House Democrats are lining up against a year-end government spending package, saying it tilts too heavily in favor of Republican priorities.

“I think it’s a disgrace,” Rep. Luis Gutiérrez (D-Ill.), a leading member of the Congressional Hispanic Caucus (CHC), said Thursday morning. “I think Democrats have to stand up tomorrow and say, ‘no.'”

The leaders of the Congressional Progressive Caucus (CPC) delivered a similar verdict. Reps. Keith Ellison (D-Minn.) and Rául Grijalva (D-Ariz.) said they both intend to oppose the $1.1 trillion spending bill when it hits the floor Friday.

Ellison was quick to praise the Democratic negotiators, saying they did “excellent work” to make it “as good a bill as possible.”

“But that’s a separate question from whether I’m going to vote for it,” he said.

The comments arrive a day after House Minority Leader Nancy Pelosi (D-Calif.), a key architect of the omnibus spending bill, met separately with members of the CPC and the Tri-Caucus, which consists of black, Hispanic and Asian-American Democrats.

Leaders of both groups said she heard an earful.

Grijalva, senior Democrat on the House Natural Resources Committee, singled out the oil export provision as the leading concern of the Progressive Caucus members. That and a series of unpaid permanent tax breaks for corporations were the leading complaints.

“Those were the concerns that came up over and over again,” Grijalva said.

Rep. G.K. Butterfield (D-N.C.), chairman of the Congressional Black Caucus (CBC), issued a statement warning that members of the group didn’t feel represented in the negotiations and might not support the package.

“At this time, we are reluctant to support the omnibus or the Tax Extenders,” he said Wednesday. “They are lacking in support for our communities.”

Rep. Lacy Clay (D-Mo.), a CBC member, said Thursday that he’s leaning toward supporting the omnibus bill. But he predicted a large number of CBC members will oppose the spending package.

“They’re adamantly opposed and trying to encourage me [to join them],” Clay said.

Clay said he doesn’t have a problem with ending the crude oil export ban, a provision that’s been a lightening rod of criticism from most Democrats.

“I am one who favors, at this point, lifting the export ban on crude oil. It’s been in existence for 42 years. I think that’s long enough,” Clay said. “We have to be responsible, too, to continue to fund the government.”

But he criticized a provision increasing the number of visas for foreign workers, warning that such an expansion “could wreak havoc on our job market, especially with unemployment being so high among African Americans.”

“We don’t need cheap labor to come in,” he said, adding that, “I have not made a definitive decision yet.”

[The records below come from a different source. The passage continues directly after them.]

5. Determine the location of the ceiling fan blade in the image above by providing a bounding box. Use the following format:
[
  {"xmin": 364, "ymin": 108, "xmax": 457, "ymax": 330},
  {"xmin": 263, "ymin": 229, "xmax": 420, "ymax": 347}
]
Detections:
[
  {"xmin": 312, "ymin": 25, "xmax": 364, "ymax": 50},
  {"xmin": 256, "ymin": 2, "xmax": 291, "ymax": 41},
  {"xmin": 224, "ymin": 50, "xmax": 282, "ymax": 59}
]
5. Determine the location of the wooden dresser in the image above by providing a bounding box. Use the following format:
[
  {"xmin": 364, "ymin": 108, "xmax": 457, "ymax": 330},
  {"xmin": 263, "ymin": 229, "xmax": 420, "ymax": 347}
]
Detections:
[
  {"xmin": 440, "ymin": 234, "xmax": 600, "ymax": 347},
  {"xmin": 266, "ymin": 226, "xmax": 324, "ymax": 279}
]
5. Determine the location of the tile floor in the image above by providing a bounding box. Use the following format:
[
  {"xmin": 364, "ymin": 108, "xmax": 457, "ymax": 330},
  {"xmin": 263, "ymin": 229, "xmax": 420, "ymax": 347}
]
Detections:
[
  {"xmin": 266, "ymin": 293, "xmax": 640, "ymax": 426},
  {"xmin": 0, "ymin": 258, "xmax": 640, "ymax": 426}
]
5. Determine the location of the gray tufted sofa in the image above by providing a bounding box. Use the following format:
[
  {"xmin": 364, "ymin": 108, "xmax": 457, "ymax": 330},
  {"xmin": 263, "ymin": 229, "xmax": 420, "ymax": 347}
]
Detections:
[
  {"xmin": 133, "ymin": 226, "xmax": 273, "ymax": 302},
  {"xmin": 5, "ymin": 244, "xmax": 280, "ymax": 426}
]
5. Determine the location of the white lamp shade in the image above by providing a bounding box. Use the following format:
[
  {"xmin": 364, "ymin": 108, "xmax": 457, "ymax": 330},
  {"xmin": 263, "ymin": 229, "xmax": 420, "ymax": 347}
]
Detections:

The spending bill has put Pelosi in a pickle, caught between a liberal Democratic caucus opposed to many of the GOP tax and policy provisions and the reality that Republicans control both chambers of Congress.

Pelosi has tried to walk a line between those forces by blasting certain provisions of the package — in particular the oil export provision and the absence of language helping Puerto Rico mange its debt crisis — while attempting to explain her support for it.

At a meeting of House Democrats Thursday morning, she said she’ll vote for the spending package but party leaders will not whip votes.